AMD RyZen CPU Architecture for 2017

Discussion in 'PC Industry' started by fellix, Oct 20, 2014.

Tags:
  1. Infinisearch

    Veteran Regular

    Joined:
    Jul 22, 2004
    Messages:
    739
    Likes Received:
    139
    Location:
    USA
    I also have a question for the more technically inclined here. How many ports do the physical register file of modern microprocessors have?

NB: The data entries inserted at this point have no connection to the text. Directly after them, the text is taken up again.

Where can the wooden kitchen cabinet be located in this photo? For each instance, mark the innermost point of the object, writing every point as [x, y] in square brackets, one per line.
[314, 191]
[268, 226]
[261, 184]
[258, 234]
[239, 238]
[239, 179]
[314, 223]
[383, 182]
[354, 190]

Just looking at block diagrams you'd think they might have alot (6) ports, but thats impossible right?

    edit - that should say 16 ports not 6.
     
    #581 Infinisearch, Dec 19, 2016
    Last edited: Dec 20, 2016
  2. 3dilettante

    Legend Alpha

    Joined:
    Sep 15, 2003
    Messages:
    8,122
    Likes Received:
    2,873
    Location:
    Well within 3d
    The physical register file is integral to a fundamental change to the execution engine. The shift towards sourcing values via pointers is what makes the concept, and it cannot be isolated from the changes to the ROB and scheduler changes.

    I interpret the following differently:
    http://www.intel.com/content/www/us...-ia-32-architectures-optimization-manual.html

    My understanding is that the in-order front end works with the ROB and allocates a ROB entry, RS entry, and an LS entry if needed. The pipeline will stall if it can't.
    The ROB does serve as a possible data source, but it doesn't do the full monitoring of forwarding and readiness of operands. It's already handling exceptions, writes to the register file, and in-order retirement. The scheduler can be a destination for forwarded results if there are ops already pending, and the wording of the Intel guide indicates the reservation station does have entries before they have all their operands--which is the general point in other architectures that have reservation stations.
    Once an instruction begins execution, it can leave the RS, which is why the ROB can have more operations in latter stages of uop's lifespan.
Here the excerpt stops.